You hardly hear it mentioned in the media or by the talking heads at
CNBC but a history was just made in the past week that can have profound impact
on all of us, regardless if you realize it or not!
The bull market lasting for 40 years
long for bonds is officially over by now!
How do I know, you may ask? Of course there will be no official
announcement on it and we have to rely on some technical measure to tell us.

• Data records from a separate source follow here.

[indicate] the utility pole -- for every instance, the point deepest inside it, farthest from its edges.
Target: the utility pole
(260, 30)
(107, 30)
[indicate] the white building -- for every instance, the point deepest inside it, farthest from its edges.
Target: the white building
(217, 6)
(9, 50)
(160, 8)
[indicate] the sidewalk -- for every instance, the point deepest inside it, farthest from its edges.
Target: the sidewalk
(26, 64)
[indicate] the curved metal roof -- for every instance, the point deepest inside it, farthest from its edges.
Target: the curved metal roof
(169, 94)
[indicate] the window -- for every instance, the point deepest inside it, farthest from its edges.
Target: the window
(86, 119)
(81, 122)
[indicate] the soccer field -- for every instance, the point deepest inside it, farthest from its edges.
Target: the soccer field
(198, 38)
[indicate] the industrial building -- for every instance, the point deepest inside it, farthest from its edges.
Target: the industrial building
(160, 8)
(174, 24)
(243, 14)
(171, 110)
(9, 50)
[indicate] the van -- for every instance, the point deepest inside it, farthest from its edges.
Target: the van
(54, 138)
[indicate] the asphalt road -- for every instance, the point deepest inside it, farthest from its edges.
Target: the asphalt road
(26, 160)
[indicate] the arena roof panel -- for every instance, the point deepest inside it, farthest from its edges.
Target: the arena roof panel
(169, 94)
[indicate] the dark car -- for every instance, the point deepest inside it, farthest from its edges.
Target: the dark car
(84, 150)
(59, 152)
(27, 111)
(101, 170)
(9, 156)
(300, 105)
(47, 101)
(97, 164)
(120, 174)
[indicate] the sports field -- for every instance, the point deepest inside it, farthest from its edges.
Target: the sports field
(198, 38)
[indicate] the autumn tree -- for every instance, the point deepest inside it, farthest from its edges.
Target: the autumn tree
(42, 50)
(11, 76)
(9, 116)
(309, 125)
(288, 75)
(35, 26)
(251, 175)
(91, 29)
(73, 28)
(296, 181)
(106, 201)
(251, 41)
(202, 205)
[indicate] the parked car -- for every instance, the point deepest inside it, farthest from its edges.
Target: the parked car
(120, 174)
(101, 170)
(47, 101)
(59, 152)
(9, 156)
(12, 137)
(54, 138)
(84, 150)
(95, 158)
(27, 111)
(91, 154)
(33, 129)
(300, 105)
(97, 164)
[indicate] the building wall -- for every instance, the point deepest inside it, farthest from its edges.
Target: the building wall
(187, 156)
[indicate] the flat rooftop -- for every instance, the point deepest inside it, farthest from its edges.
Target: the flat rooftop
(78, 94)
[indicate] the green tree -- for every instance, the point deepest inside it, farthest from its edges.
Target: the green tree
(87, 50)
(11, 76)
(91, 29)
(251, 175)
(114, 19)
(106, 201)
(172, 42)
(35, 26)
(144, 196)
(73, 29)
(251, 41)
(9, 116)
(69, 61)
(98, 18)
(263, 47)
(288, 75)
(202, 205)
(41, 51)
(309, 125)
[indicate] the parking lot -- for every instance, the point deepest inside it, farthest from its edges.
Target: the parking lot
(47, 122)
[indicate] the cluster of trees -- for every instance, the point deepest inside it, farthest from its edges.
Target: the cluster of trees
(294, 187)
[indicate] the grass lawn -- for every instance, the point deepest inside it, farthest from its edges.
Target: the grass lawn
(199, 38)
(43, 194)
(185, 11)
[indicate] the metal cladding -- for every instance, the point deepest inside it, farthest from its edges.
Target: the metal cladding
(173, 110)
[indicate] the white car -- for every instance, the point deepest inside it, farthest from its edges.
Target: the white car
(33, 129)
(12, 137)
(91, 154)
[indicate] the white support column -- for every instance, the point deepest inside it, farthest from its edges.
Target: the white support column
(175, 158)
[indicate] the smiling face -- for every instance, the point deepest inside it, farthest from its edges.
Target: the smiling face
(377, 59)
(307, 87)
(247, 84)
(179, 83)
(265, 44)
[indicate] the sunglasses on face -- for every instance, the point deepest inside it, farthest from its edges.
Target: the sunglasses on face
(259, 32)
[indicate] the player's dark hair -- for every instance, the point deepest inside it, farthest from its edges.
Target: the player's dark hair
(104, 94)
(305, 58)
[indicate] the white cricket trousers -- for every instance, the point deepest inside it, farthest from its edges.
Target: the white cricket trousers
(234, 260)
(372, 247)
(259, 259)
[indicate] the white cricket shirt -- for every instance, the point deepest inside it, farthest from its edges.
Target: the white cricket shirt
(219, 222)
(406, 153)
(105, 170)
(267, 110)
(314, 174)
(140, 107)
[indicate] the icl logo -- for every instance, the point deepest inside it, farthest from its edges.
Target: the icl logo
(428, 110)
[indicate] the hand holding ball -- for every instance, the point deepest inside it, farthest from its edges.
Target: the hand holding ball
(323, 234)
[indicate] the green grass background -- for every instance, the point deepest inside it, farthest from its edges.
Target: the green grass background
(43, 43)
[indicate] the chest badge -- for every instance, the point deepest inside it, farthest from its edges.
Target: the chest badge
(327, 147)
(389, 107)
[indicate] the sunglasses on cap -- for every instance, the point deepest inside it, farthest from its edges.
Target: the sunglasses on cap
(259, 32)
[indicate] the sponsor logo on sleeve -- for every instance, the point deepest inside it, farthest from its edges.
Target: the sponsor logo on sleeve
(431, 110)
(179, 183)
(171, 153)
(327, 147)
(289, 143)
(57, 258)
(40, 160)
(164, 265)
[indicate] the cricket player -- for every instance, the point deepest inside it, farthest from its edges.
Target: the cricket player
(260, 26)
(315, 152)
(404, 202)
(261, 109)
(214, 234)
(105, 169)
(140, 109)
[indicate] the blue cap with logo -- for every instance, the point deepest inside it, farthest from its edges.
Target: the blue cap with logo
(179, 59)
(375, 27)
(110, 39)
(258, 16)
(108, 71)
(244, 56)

The most relevant indicator is the monthly 10-year Treasury yield that
is based on the data points at the end of each month and can reliably tell us
if a long term trend for the 10 year interest rates has changed. As you can see
below, for over 40 years starting from late 1970s, the 10 year interest rates
have always shown consistently lower highs and lower lows, a gigantic downtrend
for the long term interest rate, or inversely, the gigantic uptrend for the
long term bonds. If you ask any bond traders or analysts starting after the
70s, no one would know what a bear market for bonds would look like as for
them, it has been a straight line up for bonds (or down for interests). But finally, for the first time in 40 years,
we are seeing a higher high in the monthly 10-year Treasure yield chart logged
in on Jan 31, 2018. This is a clear technical indicator that we are moving into
a higher interest era. If a bond trader
or analyst only knows how to trade for higher bonds, he or she will soon lose
their job! If you are still thinking you will continue to enjoy low interests
for your new mortgage moving forward, it is nothing less than illusion!
So what’s the big deal with this new emerging trend, you may ask next?
Well, you probably won’t feel much immediately and that’s why no one is even
interested to talk about it. Be aware, when the bond establishes its trend, it
is usually a very long term trend that may continue for decades. We have just
witnessed the end of the super bond bull market for 4 decades and very likely
we are seeing the start of a super bond bear market in the years to come. For a
once-in-a-generation change in trend that will last for decades, it will be
very slow but consistent and as such, minimal immediate impact will be felt for
most people. But gradually, its impact
will be profound and eventually will be very painful or exciting depending on
which side you are sitting. Just imagine what were the interest rates back in
1980s. A 30-year fixed mortgage rate topped out at 18.45% in early 80s! Believe
me, while it is unthinkable at the moment, we are moving towards very high
interest rates in the coming years. If
you need to borrow, obviously it will be very painful when such a day comes.
Conversely, if you can earn interests, then you will be a happy guy! Since this
is a blog for investment, I have to say we need to be prepared for poor returns
from stocks as a long term trend. When interest rates go up, the costs for
companies to borrow money will shoot higher logically. After a decade of great
bull stock market, people are very used to great profits from their stocks.
While I do believe we probably will still have a year or two to go for the
final melt-up phase to run through for the stock market, we’ll start to feel
the negative impact from higher interests more and more moving forward. It is a
general consensus that when long term interest rates go above 3%, which I
believe is likely to occur this year, the stock market may start to get
nervous. After that and if I’m right with interest rates consistently going up,
we will likely go into a very prolonged bear stock market as well. That’s why I have said many times, it is a
great time to set up your life insurance especially those based on floating
dividends in addition to fixed interest return.
Whole life (WL) is the best well-established dividend based life
insurance that I know of, which can greatly benefit from increasing interests
that can lead to increasing dividends for the policy holder. I know whenever
I’m talking about WL, I’m often challenged by friends questioning about the
cost-reward for WL. But virtually everyone I have talked about, their concern
is always based on their understanding about the high cost (something like
80-90% or even higher of the commission going into the agent’s pocket for the
first or second year premium). I understand this but believe me there is a way
to substantially reduce the cost if the WL policy is set up right, at least 50%
or even more reduction of the cost and then you can enjoy secured return for
life with a potential of increasing dividends (up to 10% dividends for my
policy per its historic records during 1980s-90s). All of the fast accumulating
cash value is tax-free and can be used during your life if you want for any
purposes. You just need to find a good agent who can really work for your
interest, not just his/her commission. That’s how I have set up my WL policy
and my kid’s and even looking for buying more (as a way of diversification of
my assets due to its security and tax-benefits) along with a clear high
interest trend emerging. I know the hot
life insurance almost every agent is promoting is the Indexed Universal Life
(IUL), which indeed has great years in the past decade due to the gigantic
stock bull market. I don’t want to argue with anyone promoting it as it could
be a good one for some people. Personally though I think IUL’s good time is
quickly coming to its end. If I’m right about the general bond and stock market
long term trend, we are going to enter into a very tough prolonged bear market
for stocks that may come in 1-2 years and if so, IUL policy holders will start
to feel the pain as their stock market-based return could become very miserable
but their premium could shoot up very high due to aging. Don’t need to argue
with me but just take it a second opinion and do your own research about the
nature of IUL and how it may perform if the market is not doing well.